Künf­tig muss der Grund­ver­sor­ger dem Kun­den gemäß einem neuen § 19 Abs. 3 Strom­GVV bzw. Gas­GVV mit der An­dro­hung der Un­ter­bre­chung eine In­for­ma­tion über Möglich­kei­ten zur Ver­mei­dung der Un­ter­bre­chung zu­kom­men las­sen. Da­mit soll der Kunde über Hilfs­an­ge­bote, En­er­gie­au­dits oder En­er­gie­be­ra­tun­gen, staat­li­che Un­terstützungsmöglich­kei­ten oder Schuld­ner­be­ra­tung in­for­miert wer­den. Diese In­for­ma­tio­nen sind auch in „leich­ter Sprache“ mit­zu­tei­len.

Die Un­ter­bre­chung muss nicht wie bis­her drei Tage im Vor­aus, son­dern acht Tage im Vor­aus an­gekündigt wer­den. Dazu sol­len nach Möglich­keit Kom­mu­ni­ka­ti­ons­mit­tel wie E-Mail oder Text­nach­rich­ten ge­nutzt wer­den. Der Bun­des­rat begründet das da­mit, dass Kun­den auf der­ar­tige Mit­tei­lun­gen eher rea­gie­ren als auf einen Brief.
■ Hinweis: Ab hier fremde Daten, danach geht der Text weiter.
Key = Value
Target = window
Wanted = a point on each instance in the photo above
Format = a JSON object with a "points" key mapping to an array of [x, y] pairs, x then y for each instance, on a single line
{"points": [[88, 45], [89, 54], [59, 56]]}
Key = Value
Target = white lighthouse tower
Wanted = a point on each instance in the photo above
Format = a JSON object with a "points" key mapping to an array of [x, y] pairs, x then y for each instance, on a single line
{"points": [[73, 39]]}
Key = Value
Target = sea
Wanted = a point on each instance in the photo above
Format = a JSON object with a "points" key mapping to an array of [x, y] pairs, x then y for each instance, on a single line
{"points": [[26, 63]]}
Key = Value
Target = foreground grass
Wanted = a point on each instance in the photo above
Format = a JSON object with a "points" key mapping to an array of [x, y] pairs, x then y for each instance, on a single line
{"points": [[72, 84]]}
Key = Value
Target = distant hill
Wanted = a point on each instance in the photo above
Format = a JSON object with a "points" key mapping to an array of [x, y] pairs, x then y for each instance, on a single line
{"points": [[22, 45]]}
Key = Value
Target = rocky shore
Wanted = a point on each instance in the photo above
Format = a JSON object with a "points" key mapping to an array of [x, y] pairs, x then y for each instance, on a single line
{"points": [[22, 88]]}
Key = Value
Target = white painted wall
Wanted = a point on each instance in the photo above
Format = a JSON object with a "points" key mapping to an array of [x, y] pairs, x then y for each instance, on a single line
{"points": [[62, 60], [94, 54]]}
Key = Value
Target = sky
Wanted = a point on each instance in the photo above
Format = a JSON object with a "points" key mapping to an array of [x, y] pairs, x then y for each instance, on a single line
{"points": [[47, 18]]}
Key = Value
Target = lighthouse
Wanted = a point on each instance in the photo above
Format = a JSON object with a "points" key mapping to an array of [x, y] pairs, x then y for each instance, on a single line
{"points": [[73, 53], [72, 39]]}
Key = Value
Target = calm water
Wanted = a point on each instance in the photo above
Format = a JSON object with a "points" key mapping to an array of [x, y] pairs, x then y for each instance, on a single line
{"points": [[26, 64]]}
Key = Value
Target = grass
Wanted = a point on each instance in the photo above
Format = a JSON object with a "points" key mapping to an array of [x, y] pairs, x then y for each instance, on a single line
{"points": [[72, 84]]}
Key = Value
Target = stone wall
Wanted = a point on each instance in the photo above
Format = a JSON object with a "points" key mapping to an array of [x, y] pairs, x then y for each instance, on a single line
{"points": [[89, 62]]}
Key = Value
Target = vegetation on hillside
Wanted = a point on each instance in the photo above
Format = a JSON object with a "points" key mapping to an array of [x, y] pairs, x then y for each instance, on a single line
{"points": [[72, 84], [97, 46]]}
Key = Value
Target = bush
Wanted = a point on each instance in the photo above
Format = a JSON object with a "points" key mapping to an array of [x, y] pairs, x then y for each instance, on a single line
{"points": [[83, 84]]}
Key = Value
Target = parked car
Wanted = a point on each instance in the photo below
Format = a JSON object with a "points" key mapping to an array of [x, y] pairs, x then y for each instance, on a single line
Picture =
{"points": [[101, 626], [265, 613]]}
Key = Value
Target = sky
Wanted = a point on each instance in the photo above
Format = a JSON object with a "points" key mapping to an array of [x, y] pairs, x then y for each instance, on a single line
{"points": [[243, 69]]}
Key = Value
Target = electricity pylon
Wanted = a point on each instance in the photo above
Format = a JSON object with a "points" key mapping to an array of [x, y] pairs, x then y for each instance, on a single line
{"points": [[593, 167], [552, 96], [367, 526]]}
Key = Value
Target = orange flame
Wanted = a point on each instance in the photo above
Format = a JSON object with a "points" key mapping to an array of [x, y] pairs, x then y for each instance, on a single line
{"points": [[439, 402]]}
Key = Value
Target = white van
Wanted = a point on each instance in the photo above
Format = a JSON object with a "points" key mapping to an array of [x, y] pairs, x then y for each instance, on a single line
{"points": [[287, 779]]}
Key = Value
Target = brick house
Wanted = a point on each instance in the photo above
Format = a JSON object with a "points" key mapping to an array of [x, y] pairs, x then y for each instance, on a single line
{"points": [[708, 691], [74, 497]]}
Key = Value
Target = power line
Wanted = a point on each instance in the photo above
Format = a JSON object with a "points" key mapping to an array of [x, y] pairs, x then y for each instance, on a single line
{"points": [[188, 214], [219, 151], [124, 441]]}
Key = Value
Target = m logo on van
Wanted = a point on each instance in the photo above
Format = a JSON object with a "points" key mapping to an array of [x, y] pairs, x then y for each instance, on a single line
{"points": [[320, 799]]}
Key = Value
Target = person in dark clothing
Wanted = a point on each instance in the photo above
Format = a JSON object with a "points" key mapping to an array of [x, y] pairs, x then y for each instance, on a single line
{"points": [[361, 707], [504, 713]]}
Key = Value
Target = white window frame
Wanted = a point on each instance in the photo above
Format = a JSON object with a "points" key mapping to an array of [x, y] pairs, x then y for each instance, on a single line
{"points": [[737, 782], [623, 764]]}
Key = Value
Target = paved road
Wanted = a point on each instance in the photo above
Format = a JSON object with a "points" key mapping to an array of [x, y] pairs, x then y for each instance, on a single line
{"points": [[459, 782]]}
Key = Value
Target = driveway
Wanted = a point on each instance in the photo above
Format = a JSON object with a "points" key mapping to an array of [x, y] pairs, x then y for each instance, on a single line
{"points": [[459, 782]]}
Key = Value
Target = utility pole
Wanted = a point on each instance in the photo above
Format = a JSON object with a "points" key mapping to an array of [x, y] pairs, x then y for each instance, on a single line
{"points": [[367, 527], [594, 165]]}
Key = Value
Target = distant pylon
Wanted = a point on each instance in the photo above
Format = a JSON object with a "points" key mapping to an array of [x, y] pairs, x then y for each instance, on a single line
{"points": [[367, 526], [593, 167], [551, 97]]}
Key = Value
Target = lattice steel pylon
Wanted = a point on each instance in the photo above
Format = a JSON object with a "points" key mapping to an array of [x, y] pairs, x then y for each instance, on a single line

Gemäß einem neuen § 19 Abs. 5 Strom­GVV bzw. Gas­GVV muss dem Kun­den spätes­tens mit der Un­ter­bre­chungs­an­dro­hung eine Ab­wen­dungs­ver­ein­ba­rung an­ge­bo­ten wer­den. Diese muss eine zins­freie Ra­ten­zah­lungs­ver­ein­ba­rung über die Rückstände und eine Wei­ter­ver­sor­gung auf Vor­aus­zah­lungs­ba­sis be­inhal­ten. Die Ra­ten­zah­lungs­ver­ein­ba­rung soll si­cher­stel­len, dass die Rückstände in­ner­halb ei­nes zu­mut­ba­ren Zeit­raums aus­ge­gli­chen wer­den. Zu­mut­bar sein soll ein Zeit­raum von sechs bis 18 Mo­na­ten. Nimmt der Kunde das An­ge­bot an, darf die Ver­sor­gung erst dann un­ter­bro­chen wer­den, wenn der Kunde sei­nen Ver­pflich­tun­gen aus der Ab­wen­dungs­ver­ein­ba­rung nicht nach­kommt.

Das Mus­ter der Ab­wen­dungs­ver­ein­ba­rung muss auf der In­ter­net­seite des Grund­ver­sor­gers veröff­ent­licht wer­den. Diese Ver­pflich­tung gilt ab dem 01.01.2022. Wei­ter­hin ist in der Un­ter­bre­chungs­an­dro­hung dar­auf hin­zu­wei­sen, wel­che Kos­ten durch die Un­ter­bre­chung und die Wie­der­her­stel­lung ent­ste­hen wer­den.

Hin­weis: Überg­angs­re­ge­lun­gen sind nicht vor­ge­se­hen. Die Ände­run­gen wer­den am Tag nach der Verkündung in Kraft tre­ten. Das Mus­ter der Ab­wen­dungs­ver­ein­ba­rung ist zum 01.01.2022 zu veröff­ent­li­chen.

Auf­grund der Ände­run­gen muss insb. der Pro­zess der Ver­sor­gungs­un­ter­bre­chung in na­hezu al­len Be­lan­gen an­ge­passt wer­den.